A new document from the Port of Los Angeles indicates that SpaceX is likely moving forward with manufacturing launch vehicles, potentially the Big Fucking Rocket (BFR), near a wharf in Los Angeles.

The paper notes that the applicant, WW Marine Composites LLC, wishes to repair and utilize a vacant lot at Berth 240 near the southwestern part of Terminal Island.
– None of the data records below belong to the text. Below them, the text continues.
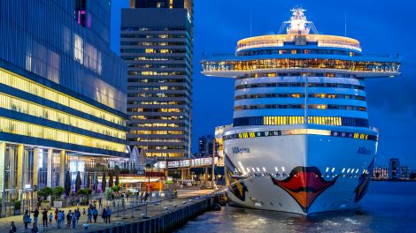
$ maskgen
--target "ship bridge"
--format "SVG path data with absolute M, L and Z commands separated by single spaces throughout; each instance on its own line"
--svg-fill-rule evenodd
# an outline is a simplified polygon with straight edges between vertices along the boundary
M 358 40 L 320 34 L 305 10 L 291 11 L 278 34 L 201 61 L 204 75 L 235 79 L 233 125 L 369 128 L 364 80 L 397 76 L 398 56 L 364 54 Z
M 277 75 L 279 72 L 338 72 L 359 78 L 399 74 L 397 56 L 362 54 L 359 41 L 337 35 L 319 34 L 302 8 L 292 9 L 283 22 L 287 34 L 240 40 L 235 56 L 212 56 L 201 62 L 203 74 L 237 78 Z M 311 34 L 311 31 L 312 32 Z

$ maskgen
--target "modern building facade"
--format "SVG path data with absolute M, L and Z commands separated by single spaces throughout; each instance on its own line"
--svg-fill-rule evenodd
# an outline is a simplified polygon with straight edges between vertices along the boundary
M 148 156 L 189 157 L 192 1 L 131 1 L 121 13 L 130 145 Z
M 398 179 L 399 174 L 397 169 L 400 167 L 400 160 L 398 158 L 392 158 L 389 162 L 389 177 L 390 179 Z
M 212 135 L 204 135 L 198 139 L 198 157 L 212 156 L 216 151 L 215 138 Z
M 110 3 L 0 2 L 3 204 L 126 157 L 127 67 L 110 49 Z
M 224 132 L 233 127 L 233 124 L 220 125 L 215 127 L 215 156 L 218 156 L 218 166 L 224 167 Z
Though the Board of Harbor Commission approved the request earlier this month, it only recently surfaced on Reddit, prompting a deluge of curiosity.

While SpaceX is never explicitly mentioned in the document, Eric Berger writes in Ars Technica that WM Marine Composites appears to be a subsidiary of SpaceX. An anonymous source also confirmed to Berger that the site is in fact “intended for the manufacture of the BFR rocket in Los Angeles.”

The BFR ship.
The BFR ship.

SpaceX spokesperson Eva Behrend confirmed in a statement shared with the Los Angeles Times that the aerospace company was in talks with the Port about the “potential of leasing additional land for operations.” She did not elaborate on what those “operations” would be, but the documents all but confirm they’re rockets.

“The objective of the proposed project is to improve terminal facilities to accommodate the development and manufacture of specialized large commercial transportation vessels and optimize the use of existing land at the terminal to accommodate direct transportation of products via water in a manner consistent with Harbor Department’s tidelands trust obligations,” the document reads. “This facility is intended to be a state-of-the-art industrial manufacturing facility serving to develop prototypes of new technologies needed to advance the specialized deployment of transportation vehicles and develop the manufacturing processes prior to implementing production on a larger scale.”

Elon Musk has previously explained that the BFR could take an uncrewed trip to Mars as early as 2022, with a crewed mission in 2024. The company has not yet announced when it plans to start the manufacturing process.